PollCommandCadenceRulePropertyId
nvidiaGpuUtilizationnvidia-smi -q -d UTILIZATIONEVERY_5_MINUTES_ALWAYSSshNvidiaSmiParse(format: "utilization")gpudevice.gpus
nvidiaGpuTemperaturenvidia-smi -q -d TEMPERATUREEVERY_15_MINUTES_ALWAYSSshNvidiaSmiParse(format: "temperature")gpudevice.gpus
nvidiaGpuPowernvidia-smi -q -d POWERDEFAULT_CADENCESshNvidiaSmiParse(format: "power")gpudevice.gpus
nvidiaVersionshow versionDEFAULT_CADENCESshNvidiaSmiParse(format: "version")gpudevice.deviceinfo
nvidiaCpuInfolscpuDEFAULT_CADENCESshNvidiaSmiParse(format: "lscpu")gpudevice.system

Phase 2.4: New REST polls in nvidia.go

Add REST polls using L8PRESTCONF protocol:

PollEndpointCadenceMappingPropertyId
nvidiaGpuDevices/api/v1/gpu/devicesDEFAULT_CADENCEper-GPU compute_capability, persistence_mode, memory_total_mibgpudevice.gpus
nvidiaGpuTopology/api/v1/gpu/topologyDEFAULT_CADENCEnvlink_version, nvswitch_count, connectivitygpu_linksgpudevice.topology
nvidiaDcgmHealth/api/v1/dcgm/healthEVERY_5_MINUTES_ALWAYSoverall_healthoverallstatus, checks → repeated GpuHealthCheckgpudevice.health
nvidiaSystemMemory/api/v1/system/memoryEVERY_15_MINUTES_ALWAYSsystem_memory.free_gbmemoryfreesbytes, gpu_memory.*gpudevice.system

Phase 2.5: Update SnmpGpuTable rule

File: l8parser/go/parser/rules/SnmpGpuTable.go

Add automatic gpu_index population: when processing each GPU's data, also set gpudevice.gpus<{2}N>.gpuindex = N (as uint32).

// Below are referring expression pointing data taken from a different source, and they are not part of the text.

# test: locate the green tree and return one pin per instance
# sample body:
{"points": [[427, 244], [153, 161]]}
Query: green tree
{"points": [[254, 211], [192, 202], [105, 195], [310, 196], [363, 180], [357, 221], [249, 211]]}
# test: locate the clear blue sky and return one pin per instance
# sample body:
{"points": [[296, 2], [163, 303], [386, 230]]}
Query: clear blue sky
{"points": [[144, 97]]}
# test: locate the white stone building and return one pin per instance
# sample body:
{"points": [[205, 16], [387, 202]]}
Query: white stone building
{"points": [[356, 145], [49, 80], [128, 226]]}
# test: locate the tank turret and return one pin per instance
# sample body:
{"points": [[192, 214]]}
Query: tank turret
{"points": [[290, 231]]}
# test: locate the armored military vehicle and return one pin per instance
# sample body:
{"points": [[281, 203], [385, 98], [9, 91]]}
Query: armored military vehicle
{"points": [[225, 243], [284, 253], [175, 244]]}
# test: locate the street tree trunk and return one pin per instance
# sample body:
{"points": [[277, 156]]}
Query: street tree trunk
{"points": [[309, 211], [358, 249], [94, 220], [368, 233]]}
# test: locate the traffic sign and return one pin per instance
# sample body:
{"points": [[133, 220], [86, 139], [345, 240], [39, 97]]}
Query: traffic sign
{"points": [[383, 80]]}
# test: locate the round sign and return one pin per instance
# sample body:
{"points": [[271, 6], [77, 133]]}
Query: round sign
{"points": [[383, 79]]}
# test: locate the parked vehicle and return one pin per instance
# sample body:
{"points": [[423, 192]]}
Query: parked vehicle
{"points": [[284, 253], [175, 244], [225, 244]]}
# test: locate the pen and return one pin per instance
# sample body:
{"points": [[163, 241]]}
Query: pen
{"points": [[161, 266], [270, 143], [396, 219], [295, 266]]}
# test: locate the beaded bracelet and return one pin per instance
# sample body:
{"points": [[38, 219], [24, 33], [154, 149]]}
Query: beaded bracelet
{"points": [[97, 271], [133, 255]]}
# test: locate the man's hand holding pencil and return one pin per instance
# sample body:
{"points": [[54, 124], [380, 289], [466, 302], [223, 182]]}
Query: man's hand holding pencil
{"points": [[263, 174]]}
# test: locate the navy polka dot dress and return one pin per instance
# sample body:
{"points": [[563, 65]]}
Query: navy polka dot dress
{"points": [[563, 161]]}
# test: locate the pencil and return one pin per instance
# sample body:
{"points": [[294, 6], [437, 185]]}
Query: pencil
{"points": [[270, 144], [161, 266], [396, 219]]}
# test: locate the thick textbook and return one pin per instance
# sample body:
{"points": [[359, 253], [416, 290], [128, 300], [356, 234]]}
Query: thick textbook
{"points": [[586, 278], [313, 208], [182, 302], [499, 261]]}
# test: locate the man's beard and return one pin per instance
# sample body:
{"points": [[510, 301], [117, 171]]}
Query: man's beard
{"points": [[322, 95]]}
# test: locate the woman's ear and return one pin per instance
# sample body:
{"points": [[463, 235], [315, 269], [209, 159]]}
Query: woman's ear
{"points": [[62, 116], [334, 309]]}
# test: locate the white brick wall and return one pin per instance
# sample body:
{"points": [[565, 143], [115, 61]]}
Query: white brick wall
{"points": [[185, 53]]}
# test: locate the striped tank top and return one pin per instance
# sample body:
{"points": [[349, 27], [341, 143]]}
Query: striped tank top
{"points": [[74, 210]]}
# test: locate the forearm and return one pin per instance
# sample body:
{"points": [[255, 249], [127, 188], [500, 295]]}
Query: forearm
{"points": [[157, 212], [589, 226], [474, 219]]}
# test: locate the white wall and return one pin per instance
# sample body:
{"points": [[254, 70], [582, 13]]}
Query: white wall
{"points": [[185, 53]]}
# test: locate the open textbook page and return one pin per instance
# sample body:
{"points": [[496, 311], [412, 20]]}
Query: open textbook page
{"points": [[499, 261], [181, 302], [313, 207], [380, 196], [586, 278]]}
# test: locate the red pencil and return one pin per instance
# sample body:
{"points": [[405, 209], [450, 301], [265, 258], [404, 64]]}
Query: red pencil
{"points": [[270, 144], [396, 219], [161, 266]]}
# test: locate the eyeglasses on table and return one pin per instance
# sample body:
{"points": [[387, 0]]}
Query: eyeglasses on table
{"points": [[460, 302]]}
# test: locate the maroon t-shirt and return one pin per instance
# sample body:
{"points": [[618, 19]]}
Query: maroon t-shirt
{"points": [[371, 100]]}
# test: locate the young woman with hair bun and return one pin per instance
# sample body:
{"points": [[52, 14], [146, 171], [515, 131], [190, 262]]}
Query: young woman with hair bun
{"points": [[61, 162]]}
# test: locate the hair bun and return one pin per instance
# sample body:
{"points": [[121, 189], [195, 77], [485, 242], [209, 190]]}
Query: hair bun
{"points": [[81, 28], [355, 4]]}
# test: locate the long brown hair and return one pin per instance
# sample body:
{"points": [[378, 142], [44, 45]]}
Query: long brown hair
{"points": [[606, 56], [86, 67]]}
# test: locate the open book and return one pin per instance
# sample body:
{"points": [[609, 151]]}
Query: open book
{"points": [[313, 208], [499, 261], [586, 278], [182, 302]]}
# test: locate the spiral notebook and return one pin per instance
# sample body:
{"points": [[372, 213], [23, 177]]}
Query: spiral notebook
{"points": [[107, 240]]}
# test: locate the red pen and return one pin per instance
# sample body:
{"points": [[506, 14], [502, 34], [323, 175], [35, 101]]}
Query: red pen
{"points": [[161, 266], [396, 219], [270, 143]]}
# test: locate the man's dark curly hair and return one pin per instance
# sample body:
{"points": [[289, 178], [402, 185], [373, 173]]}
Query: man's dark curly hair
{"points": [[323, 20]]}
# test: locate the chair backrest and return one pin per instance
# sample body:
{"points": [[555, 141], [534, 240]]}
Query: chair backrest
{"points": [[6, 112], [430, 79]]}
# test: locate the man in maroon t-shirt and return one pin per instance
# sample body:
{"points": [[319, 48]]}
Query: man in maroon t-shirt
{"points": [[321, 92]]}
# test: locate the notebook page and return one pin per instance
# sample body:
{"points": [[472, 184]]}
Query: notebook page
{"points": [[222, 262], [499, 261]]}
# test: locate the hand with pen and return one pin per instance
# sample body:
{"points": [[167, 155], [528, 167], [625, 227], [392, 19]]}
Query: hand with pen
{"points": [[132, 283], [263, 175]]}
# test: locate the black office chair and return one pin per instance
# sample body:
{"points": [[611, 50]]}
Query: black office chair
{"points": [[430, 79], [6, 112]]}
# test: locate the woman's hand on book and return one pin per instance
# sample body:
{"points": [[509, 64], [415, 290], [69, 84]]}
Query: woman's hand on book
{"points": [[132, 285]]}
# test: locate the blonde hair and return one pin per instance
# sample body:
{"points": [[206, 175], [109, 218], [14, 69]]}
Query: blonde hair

Phase 2.6: Register new rules

File: l8parser/go/parser/service/Parser.go

Register the two new rules:

sshNvidiaSmiParse := &rules.SshNvidiaSmiParse{}
p.rules[sshNvidiaSmiParse.Name()] = sshNvidiaSmiParse
restJsonParse := &rules.RestJsonParse{}
p.rules[restJsonParse.Name()] = restJsonParse

Coverage summary after implementation

SectionBeforeAfter
GpuDeviceInfo (17 fields)10/1715/17 (ip_address and lat/lng are config, not polled)
GpuDeviceSystem (13 fields)8/1312/13 (fans/PSU depend on device support)
Gpu per-GPU (29 fields)14/2928/29 (processes deferred)
GpuTopology (3 fields)0/33/3
GpuDeviceHealth (2 fields)0/22/2
Total32/6460/64

Remaining 4 unpolled fields:

  • ip_address — set by collector infrastructure, not polled.
  • latitude/longitude — manual configuration.
  • last_seen — set by collector timestamp.

Files (part 2)

New:

FilePurposeEst. Lines
l8parser/go/parser/rules/SshNvidiaSmiParse.goSSH nvidia-smi/version/lscpu parser~300
l8parser/go/parser/rules/RestJsonParse.goGeneric REST JSON field extractor~200

Modified:

FileChange
l8parser/go/parser/boot/nvidia.goAdd 9 new polls (5 SSH + 4 REST), add missing SNMP attributes
l8parser/go/parser/rules/SnmpGpuTable.goAuto-set gpuindex field
l8parser/go/parser/service/Parser.goRegister 2 new rules

Verification (part 2)

  1. cd l8parser/go && go build ./... — verify compilation.
  2. cd l8parser/go && go vet ./... — verify no issues.
  3. Count polls in CreateNvidiaGpuBootPolls() — should be 15 total.
  4. Verify all GpuDevice proto fields have a corresponding pollaris attribute.
  5. End-to-end test requires the GpuDevice proto model to be implemented first (see Protobuf model).